Depois que ela se vestiu, deixaram a cabine, subindo
vagarosamente os degraus da escada que dava acesso ao convés, ela apoiando-se
fortemente no braço do marido.
Respirou profundamente o ar do mar, olhando extasiada
para o céu todo azul, sem uma nuvem. Caminharam bem devagar até a amurada do convés,
onde ficaram admirando a paisagem da pequena cidade ao fundo. Um pequeno porto
pesqueiro, uma praia de areia clara, vários coqueiros, vegetação cerrada mais
atrás, pequenas casas junto à areia.
– Que beleza, Faustino – comentou. – Não sabia que ia
gostar tanto da viagem... apesar do enjôo. Mas, só essa vista do mar e do
litoral compensa tudo.
O navio estava ancorado a uma distância de uns
trezentos metros do porto e um pequeno barco a motor se aproximava.
Alguém chegou por trás.
– Bom dia, “seu” Faustino. Bom dia, madame. Está
melhor?
Era o capitão. Os dois se viraram em sua direção,
cumprimentando-o. Maria Teresa respondeu:
– Um pouco, senhor. Muito obrigado.
– Estão admirando a vista, não é? Lugar muito
bonito...
Faustino perguntou:
– Que porto é esse, capitão?
– Taíba, “seu” Faustino. Poucos vapores param por
aqui. Mas, temos que descarregar algumas mercadorias importantes, peças de
motores e outras coisas de que carece o pessoal daqui. O único contato que eles
têm com a civilização é quando aporta um vapor por essas bandas, o que é raro.

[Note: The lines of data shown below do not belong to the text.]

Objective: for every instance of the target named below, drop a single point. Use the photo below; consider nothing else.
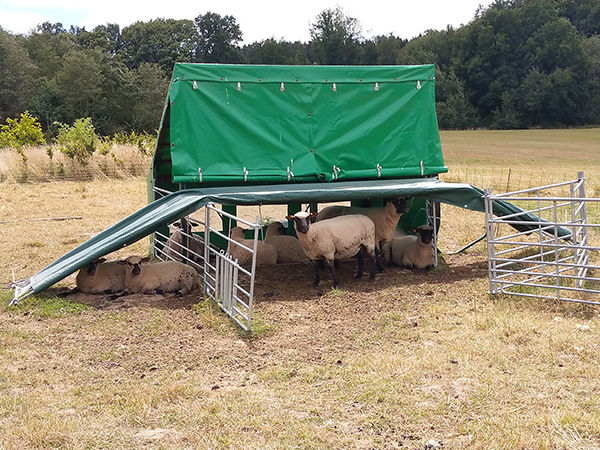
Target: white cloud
(258, 21)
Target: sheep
(411, 251)
(385, 218)
(101, 277)
(337, 238)
(158, 278)
(266, 254)
(174, 248)
(289, 249)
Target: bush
(78, 142)
(23, 132)
(143, 141)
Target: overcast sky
(258, 20)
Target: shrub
(23, 132)
(79, 141)
(143, 141)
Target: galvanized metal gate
(224, 280)
(227, 282)
(538, 263)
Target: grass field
(415, 360)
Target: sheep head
(91, 270)
(302, 222)
(425, 233)
(401, 205)
(134, 263)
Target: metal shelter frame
(539, 262)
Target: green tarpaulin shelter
(244, 124)
(247, 135)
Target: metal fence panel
(539, 263)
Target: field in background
(415, 360)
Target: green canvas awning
(237, 124)
(181, 203)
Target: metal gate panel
(538, 263)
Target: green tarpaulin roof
(232, 124)
(179, 204)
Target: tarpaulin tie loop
(335, 172)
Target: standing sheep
(289, 249)
(100, 277)
(174, 248)
(411, 251)
(158, 278)
(265, 253)
(385, 219)
(337, 238)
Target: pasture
(414, 360)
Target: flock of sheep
(337, 233)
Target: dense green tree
(335, 38)
(46, 47)
(270, 51)
(149, 92)
(161, 41)
(388, 48)
(79, 83)
(217, 39)
(17, 77)
(104, 37)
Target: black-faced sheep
(335, 239)
(289, 249)
(158, 278)
(265, 253)
(411, 251)
(100, 277)
(385, 218)
(174, 249)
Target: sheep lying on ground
(265, 253)
(174, 249)
(289, 249)
(337, 238)
(385, 219)
(100, 277)
(158, 278)
(411, 251)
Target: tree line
(516, 64)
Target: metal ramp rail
(546, 265)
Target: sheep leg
(331, 265)
(378, 258)
(361, 263)
(317, 278)
(374, 260)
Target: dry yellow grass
(414, 360)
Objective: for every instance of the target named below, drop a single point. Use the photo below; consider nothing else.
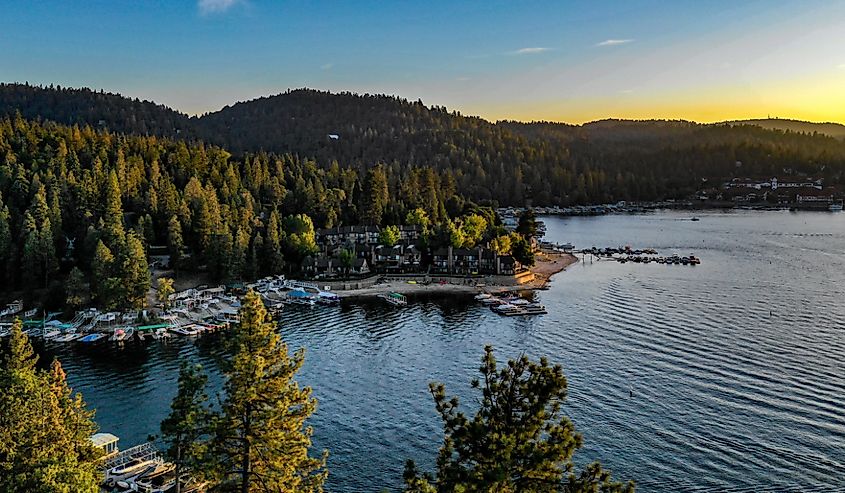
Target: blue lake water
(727, 376)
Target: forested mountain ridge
(828, 128)
(98, 109)
(508, 163)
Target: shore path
(547, 264)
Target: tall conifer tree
(261, 442)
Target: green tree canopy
(45, 428)
(518, 440)
(389, 235)
(261, 442)
(185, 428)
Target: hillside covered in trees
(508, 163)
(78, 204)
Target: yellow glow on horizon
(818, 98)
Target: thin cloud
(528, 51)
(614, 42)
(207, 7)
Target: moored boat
(92, 338)
(395, 299)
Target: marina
(703, 354)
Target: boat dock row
(511, 306)
(639, 256)
(140, 468)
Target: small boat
(67, 337)
(300, 297)
(50, 335)
(125, 471)
(395, 299)
(128, 483)
(327, 298)
(534, 309)
(185, 330)
(92, 338)
(161, 333)
(155, 481)
(122, 334)
(507, 310)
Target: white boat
(299, 296)
(395, 299)
(132, 468)
(328, 298)
(161, 333)
(185, 330)
(155, 481)
(67, 337)
(92, 338)
(507, 310)
(49, 335)
(122, 334)
(534, 309)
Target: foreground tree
(260, 441)
(184, 428)
(518, 441)
(389, 235)
(164, 289)
(45, 429)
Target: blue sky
(567, 61)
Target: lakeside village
(375, 270)
(793, 193)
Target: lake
(727, 376)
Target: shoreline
(537, 277)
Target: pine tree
(518, 440)
(163, 291)
(45, 429)
(106, 286)
(175, 243)
(76, 291)
(113, 231)
(260, 441)
(5, 241)
(135, 272)
(274, 258)
(184, 428)
(377, 195)
(389, 235)
(31, 270)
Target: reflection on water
(724, 376)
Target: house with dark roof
(473, 261)
(342, 235)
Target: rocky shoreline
(538, 277)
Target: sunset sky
(563, 61)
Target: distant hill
(95, 108)
(832, 129)
(505, 162)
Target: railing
(145, 451)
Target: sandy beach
(538, 277)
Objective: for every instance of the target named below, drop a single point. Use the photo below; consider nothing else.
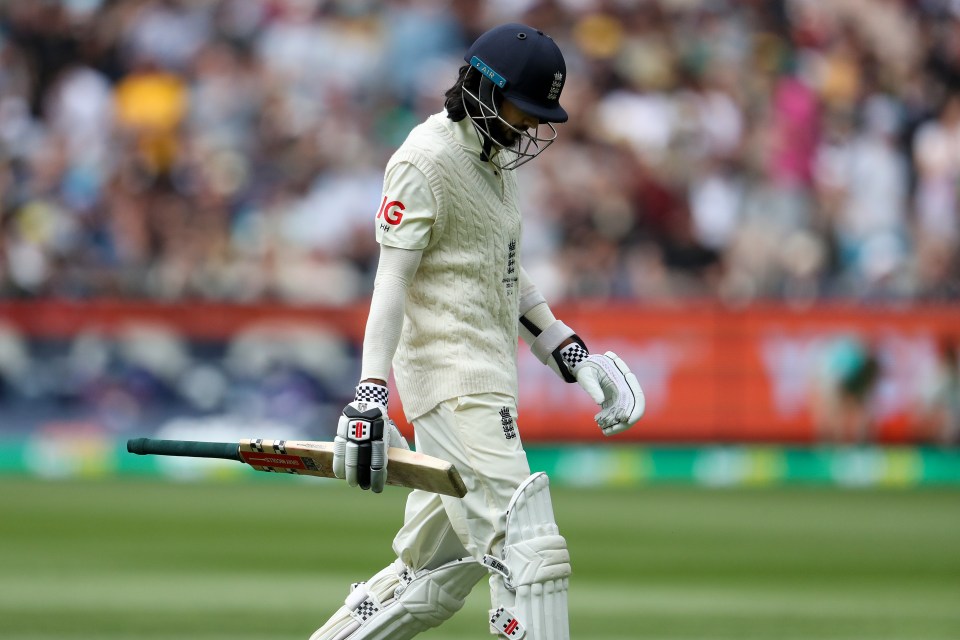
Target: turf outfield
(126, 559)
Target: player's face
(516, 118)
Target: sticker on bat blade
(277, 460)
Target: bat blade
(311, 458)
(315, 458)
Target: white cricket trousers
(479, 434)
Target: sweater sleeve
(395, 271)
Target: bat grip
(188, 448)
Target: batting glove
(611, 384)
(364, 434)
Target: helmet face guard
(484, 114)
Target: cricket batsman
(450, 300)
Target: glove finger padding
(609, 381)
(357, 431)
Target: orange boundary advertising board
(763, 373)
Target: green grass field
(139, 559)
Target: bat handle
(188, 448)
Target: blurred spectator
(843, 407)
(784, 149)
(938, 417)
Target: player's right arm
(605, 377)
(365, 431)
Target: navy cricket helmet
(526, 65)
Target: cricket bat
(311, 458)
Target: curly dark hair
(454, 102)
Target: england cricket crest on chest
(511, 274)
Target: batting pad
(536, 578)
(398, 603)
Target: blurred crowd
(233, 149)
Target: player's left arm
(606, 377)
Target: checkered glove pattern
(364, 434)
(573, 354)
(372, 392)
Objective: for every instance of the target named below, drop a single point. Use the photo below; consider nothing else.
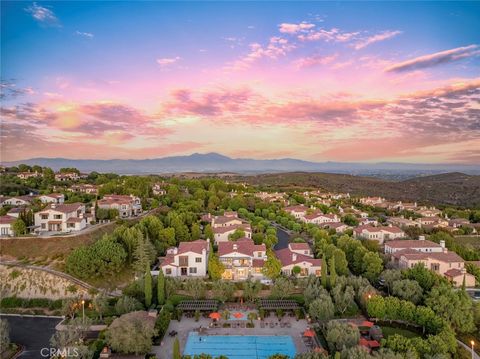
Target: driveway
(33, 333)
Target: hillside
(456, 189)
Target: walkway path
(57, 273)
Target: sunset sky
(320, 81)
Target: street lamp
(83, 311)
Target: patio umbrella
(309, 333)
(215, 315)
(366, 323)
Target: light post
(83, 311)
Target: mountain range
(215, 163)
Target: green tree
(126, 305)
(455, 306)
(131, 334)
(148, 287)
(321, 309)
(251, 289)
(324, 273)
(196, 231)
(376, 307)
(223, 291)
(209, 232)
(19, 228)
(341, 335)
(272, 266)
(4, 333)
(282, 288)
(372, 265)
(408, 289)
(176, 349)
(160, 287)
(333, 272)
(215, 266)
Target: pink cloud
(385, 35)
(435, 59)
(167, 61)
(314, 60)
(288, 28)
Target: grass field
(388, 331)
(468, 241)
(40, 251)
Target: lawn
(468, 241)
(37, 249)
(388, 331)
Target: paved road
(33, 333)
(469, 349)
(283, 239)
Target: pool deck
(186, 325)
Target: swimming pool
(239, 346)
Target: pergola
(273, 304)
(202, 305)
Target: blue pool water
(239, 346)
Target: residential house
(297, 211)
(127, 206)
(379, 234)
(319, 218)
(17, 200)
(158, 189)
(301, 248)
(242, 259)
(84, 188)
(221, 234)
(372, 201)
(420, 245)
(339, 227)
(58, 198)
(6, 225)
(189, 259)
(445, 263)
(67, 176)
(432, 222)
(61, 218)
(403, 222)
(26, 175)
(290, 258)
(428, 212)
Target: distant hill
(214, 163)
(457, 189)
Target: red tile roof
(299, 246)
(286, 256)
(7, 219)
(195, 246)
(412, 243)
(244, 246)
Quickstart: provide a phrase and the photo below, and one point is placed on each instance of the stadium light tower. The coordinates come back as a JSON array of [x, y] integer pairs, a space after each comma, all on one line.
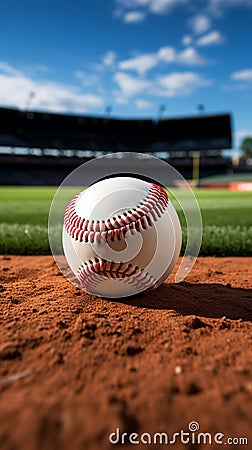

Só quando existe alguma encomenda grande. Fora isso, ficam no esquecimento
meses e meses.
– Nunca parei aqui – retrucou Faustino. – Nem nas duas
outras vezes em que fui para o Amazonas.
– Normalmente, os vapores não param, só nos portos
maiores. Veja bem as dificuldades de embarque e desembarque, nem Fortaleza tem
porto onde se atraca direto, o navio tem que ficar ancorado ao largo.
Fez uma pausa.
– Mas, já tomaram o café da manhã? – perguntou.
– Não, ainda não – respondeu Faustino. – Só agora
minha mulher melhorou um pouco, acabamos de subir para o convés.
– Então, vamos lá, a mesa está servida – convidou.
Dirigiram-se os três para o refeitório do “Rosamar”.
O pequeno barco, tipo gaiola, o motor gemendo alto, encostava
no casco do navio e os marinheiros começavam a descarregar a mercadoria.